Makrokosmos I, a suite written for amplified piano in 1972, is subtitled "Twelve Fantasy-Pieces after the Zodiac." Crumb makes additional associations with the zodiacal signs: there are references to Christianity, the lost Kingdom of Atlantis, and the Aeolian harp for example. The pianist plays the piano traditionally, and he also plays on the bare strings. Fingers are joined by forearms, knuckles, and fingernails in making sound all over the piano. The pianist whistles, speaks, utters nonsense syllables, and ululates into the piano's innards, and the sounds are duly amplified. The result is sometimes silly and dated, but often profound, and no more so than when Crumb is at his most still – musical autism is not without its rewards. A Little Suite for Christmas, A.D. 1979 confirms that Crumb's spirituality is not garden-variety. Fans of Olivier Messiaen will be sympathetic to Crumb's equally idiosyncratic interpretation of Christ's nativity; the chiming chords in the opening "Visitation" could almost be homage. Andrew Russo, a talented young Juilliard graduate, takes it all very seriously, but his playing isn't lacking in ebullience, and his "extramanual" work in Makrokosmos bears no trace of embarrassment. For those who want Makrokosmos and its sequel, Jo Boatright on Music & Arts may be preferred. Lambert Orkis's Bridge recording of A Little Suite contains other important piano music, and is as penetrating as Russo's.

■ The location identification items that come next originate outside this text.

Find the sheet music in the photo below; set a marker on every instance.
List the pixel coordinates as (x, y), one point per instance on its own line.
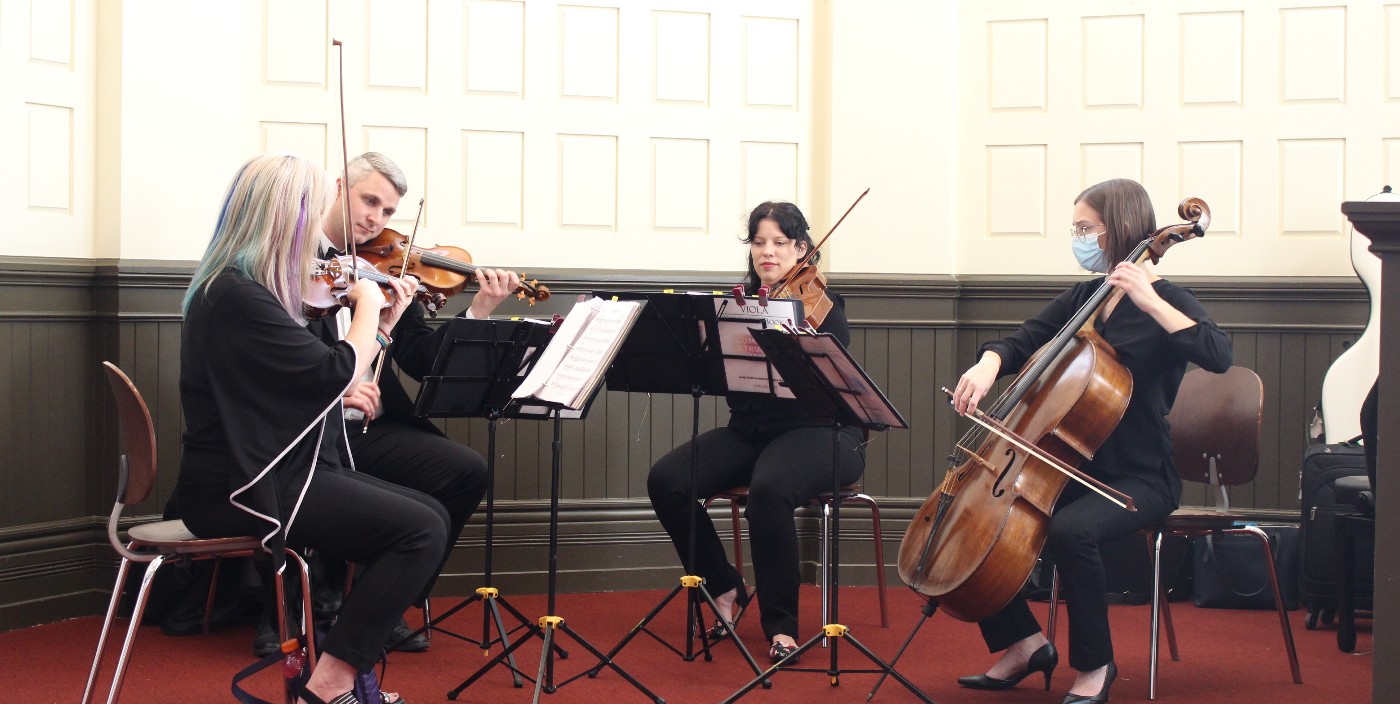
(578, 356)
(745, 365)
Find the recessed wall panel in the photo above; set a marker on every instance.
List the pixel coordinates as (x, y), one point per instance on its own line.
(294, 41)
(1017, 189)
(1213, 171)
(681, 188)
(1313, 53)
(1106, 161)
(408, 149)
(588, 181)
(398, 44)
(494, 48)
(1112, 59)
(51, 157)
(770, 58)
(682, 56)
(769, 172)
(588, 52)
(493, 178)
(51, 31)
(1213, 58)
(303, 139)
(1312, 179)
(1017, 65)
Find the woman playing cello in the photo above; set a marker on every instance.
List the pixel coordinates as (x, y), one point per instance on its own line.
(1155, 328)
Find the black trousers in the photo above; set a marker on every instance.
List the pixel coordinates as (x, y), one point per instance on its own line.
(396, 533)
(1081, 522)
(783, 473)
(410, 456)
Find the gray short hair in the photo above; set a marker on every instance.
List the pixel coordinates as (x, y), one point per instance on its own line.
(371, 161)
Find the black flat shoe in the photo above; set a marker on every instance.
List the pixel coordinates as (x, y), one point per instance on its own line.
(779, 652)
(1043, 659)
(1095, 699)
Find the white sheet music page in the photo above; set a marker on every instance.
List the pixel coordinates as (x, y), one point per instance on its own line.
(578, 356)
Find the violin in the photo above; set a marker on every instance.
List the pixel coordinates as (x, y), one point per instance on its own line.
(444, 270)
(805, 282)
(975, 540)
(331, 280)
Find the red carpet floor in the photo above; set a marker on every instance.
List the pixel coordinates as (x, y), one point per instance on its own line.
(1227, 657)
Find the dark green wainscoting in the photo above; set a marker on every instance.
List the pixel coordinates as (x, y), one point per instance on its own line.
(59, 448)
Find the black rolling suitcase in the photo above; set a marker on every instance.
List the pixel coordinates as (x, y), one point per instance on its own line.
(1320, 566)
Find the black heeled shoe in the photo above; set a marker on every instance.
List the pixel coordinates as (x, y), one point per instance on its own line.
(1095, 699)
(1043, 659)
(723, 630)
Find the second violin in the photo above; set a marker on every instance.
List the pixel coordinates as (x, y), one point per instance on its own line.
(443, 269)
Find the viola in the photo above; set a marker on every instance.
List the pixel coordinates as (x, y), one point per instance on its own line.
(975, 540)
(444, 270)
(805, 282)
(331, 280)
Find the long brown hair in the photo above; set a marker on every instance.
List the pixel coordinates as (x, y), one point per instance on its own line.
(1126, 212)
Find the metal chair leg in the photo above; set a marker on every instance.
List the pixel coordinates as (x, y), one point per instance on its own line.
(107, 629)
(136, 623)
(1278, 599)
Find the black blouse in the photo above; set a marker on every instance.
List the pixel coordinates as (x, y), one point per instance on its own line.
(262, 402)
(1141, 444)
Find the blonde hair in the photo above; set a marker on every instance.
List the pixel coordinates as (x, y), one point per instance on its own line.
(268, 228)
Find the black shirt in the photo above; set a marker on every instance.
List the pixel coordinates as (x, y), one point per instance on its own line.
(1141, 444)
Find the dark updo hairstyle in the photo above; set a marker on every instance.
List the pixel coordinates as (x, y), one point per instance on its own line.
(793, 224)
(1126, 212)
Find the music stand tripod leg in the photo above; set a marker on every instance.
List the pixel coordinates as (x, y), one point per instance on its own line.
(693, 584)
(835, 631)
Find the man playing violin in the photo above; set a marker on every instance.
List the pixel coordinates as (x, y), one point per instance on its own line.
(395, 444)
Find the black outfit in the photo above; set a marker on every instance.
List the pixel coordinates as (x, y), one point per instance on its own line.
(784, 456)
(406, 449)
(265, 454)
(1136, 459)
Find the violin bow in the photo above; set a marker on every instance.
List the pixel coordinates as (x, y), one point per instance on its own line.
(1010, 435)
(809, 255)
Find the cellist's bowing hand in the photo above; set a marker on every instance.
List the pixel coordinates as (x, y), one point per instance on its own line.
(364, 398)
(1137, 283)
(496, 286)
(976, 382)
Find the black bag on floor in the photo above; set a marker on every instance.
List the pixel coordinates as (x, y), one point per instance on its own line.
(1229, 570)
(1322, 466)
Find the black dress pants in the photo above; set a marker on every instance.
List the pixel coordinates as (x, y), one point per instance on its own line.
(396, 533)
(783, 473)
(410, 456)
(1081, 522)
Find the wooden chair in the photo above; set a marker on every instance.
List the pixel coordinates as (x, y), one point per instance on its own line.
(1215, 441)
(163, 540)
(849, 493)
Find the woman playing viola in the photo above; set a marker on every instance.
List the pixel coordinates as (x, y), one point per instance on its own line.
(263, 449)
(770, 445)
(1155, 328)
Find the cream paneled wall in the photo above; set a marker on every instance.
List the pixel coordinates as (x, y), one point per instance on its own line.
(46, 114)
(1273, 112)
(556, 135)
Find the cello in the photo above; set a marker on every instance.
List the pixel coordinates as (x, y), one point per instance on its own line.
(976, 538)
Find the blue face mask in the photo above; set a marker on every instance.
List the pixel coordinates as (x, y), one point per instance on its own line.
(1089, 255)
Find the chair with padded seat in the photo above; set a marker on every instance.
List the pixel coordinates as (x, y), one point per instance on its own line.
(849, 493)
(160, 542)
(1215, 423)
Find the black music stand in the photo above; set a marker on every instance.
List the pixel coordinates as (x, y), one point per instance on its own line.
(531, 407)
(832, 386)
(675, 347)
(476, 368)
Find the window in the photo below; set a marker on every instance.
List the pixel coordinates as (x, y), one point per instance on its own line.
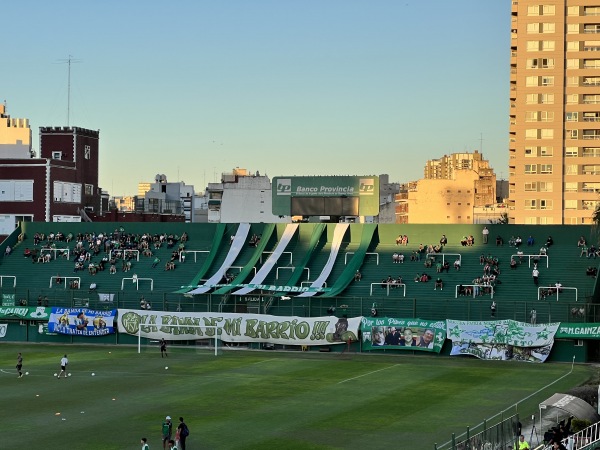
(530, 168)
(572, 64)
(547, 63)
(571, 117)
(548, 46)
(531, 116)
(571, 187)
(571, 169)
(531, 81)
(547, 99)
(531, 133)
(547, 81)
(570, 204)
(548, 27)
(571, 152)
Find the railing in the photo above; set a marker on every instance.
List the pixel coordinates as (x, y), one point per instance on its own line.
(55, 251)
(538, 257)
(136, 280)
(352, 253)
(2, 277)
(290, 268)
(55, 277)
(388, 287)
(557, 291)
(475, 292)
(194, 252)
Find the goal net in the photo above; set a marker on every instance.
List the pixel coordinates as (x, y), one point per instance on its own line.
(201, 338)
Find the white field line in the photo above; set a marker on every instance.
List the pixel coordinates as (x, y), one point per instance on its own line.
(369, 373)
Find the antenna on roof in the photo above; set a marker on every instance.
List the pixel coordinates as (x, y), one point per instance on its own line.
(69, 61)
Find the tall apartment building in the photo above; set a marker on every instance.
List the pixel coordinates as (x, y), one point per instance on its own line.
(554, 165)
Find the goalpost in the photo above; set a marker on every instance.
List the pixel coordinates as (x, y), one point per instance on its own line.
(210, 333)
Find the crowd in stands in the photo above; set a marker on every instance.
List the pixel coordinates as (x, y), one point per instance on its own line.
(95, 252)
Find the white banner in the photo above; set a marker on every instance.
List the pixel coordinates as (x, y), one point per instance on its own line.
(290, 330)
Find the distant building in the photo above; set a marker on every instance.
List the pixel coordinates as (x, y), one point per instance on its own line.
(554, 131)
(60, 185)
(454, 188)
(241, 197)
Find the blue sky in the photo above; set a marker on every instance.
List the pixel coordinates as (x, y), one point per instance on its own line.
(192, 89)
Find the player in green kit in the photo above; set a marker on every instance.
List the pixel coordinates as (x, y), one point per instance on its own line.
(167, 429)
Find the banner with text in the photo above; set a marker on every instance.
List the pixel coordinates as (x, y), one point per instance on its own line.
(502, 339)
(233, 327)
(81, 322)
(379, 333)
(578, 331)
(25, 312)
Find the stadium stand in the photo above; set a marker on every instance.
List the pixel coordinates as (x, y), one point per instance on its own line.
(368, 248)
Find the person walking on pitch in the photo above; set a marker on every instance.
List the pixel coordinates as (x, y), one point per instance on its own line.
(63, 366)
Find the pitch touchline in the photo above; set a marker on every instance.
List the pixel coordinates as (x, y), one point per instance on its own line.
(369, 373)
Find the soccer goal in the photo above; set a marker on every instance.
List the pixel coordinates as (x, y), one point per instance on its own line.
(202, 336)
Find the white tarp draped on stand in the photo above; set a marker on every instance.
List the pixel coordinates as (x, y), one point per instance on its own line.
(236, 247)
(338, 235)
(260, 276)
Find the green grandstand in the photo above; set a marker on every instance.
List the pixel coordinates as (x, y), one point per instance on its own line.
(311, 250)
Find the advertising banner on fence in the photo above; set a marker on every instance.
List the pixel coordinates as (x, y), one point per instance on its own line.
(380, 333)
(502, 339)
(81, 322)
(578, 331)
(285, 330)
(24, 312)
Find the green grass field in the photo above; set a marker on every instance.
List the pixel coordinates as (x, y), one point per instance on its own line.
(257, 399)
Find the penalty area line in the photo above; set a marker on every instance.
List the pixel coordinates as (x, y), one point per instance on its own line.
(368, 373)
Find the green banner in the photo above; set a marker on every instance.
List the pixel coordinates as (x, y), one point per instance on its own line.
(380, 333)
(25, 312)
(579, 331)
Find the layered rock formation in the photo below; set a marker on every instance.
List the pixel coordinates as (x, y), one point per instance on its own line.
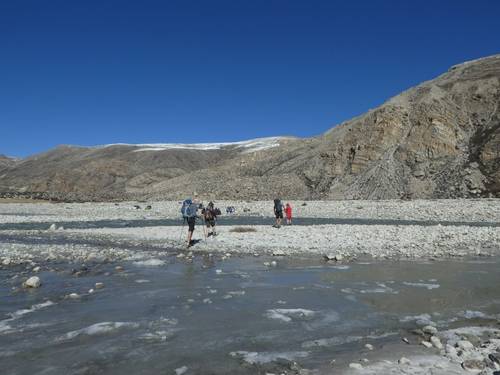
(440, 139)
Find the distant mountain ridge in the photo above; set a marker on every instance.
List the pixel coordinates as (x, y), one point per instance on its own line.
(440, 139)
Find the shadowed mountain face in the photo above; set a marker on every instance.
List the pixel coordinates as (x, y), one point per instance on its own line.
(440, 139)
(5, 162)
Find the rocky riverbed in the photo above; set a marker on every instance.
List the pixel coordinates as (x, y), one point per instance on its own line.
(365, 287)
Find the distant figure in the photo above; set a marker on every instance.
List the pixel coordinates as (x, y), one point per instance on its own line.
(288, 213)
(278, 212)
(210, 215)
(189, 212)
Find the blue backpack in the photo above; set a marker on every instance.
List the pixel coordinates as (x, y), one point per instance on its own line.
(188, 208)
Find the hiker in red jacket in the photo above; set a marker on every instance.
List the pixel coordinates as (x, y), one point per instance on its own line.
(288, 213)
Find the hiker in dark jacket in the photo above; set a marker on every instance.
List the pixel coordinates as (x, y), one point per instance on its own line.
(210, 214)
(278, 212)
(189, 212)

Vox Balaenae is one of Crumb's most recorded works, which is odd, because it has a visual component which, of course, cannot be appreciated on CD. (The three players wear black half-masks, which, according to Crumb, "symbolize the powerful impersonal forces of nature." Crumb also suggests special lighting.) The instruments are flute, cello, and piano, and all three are amplified. It is my impression that Crumb wished to create a nearly terrifying effect in this music, which evokes humpback whales and man's threat to their continued existence. Conchord (flutist Daniel Pailthorpe, cellist Bridget MacRae, and pianist Julian Milford) treat the music with refinement and delicacy - more like Ravel with weird noises - an approach that works surprisingly well, if you don't want to be overawed by Vox Balaenae.

As with the Volans disc, the engineering on the Crumb disc is superb. This is a studio recording, made in 2002 in London's Winterbrook Studios.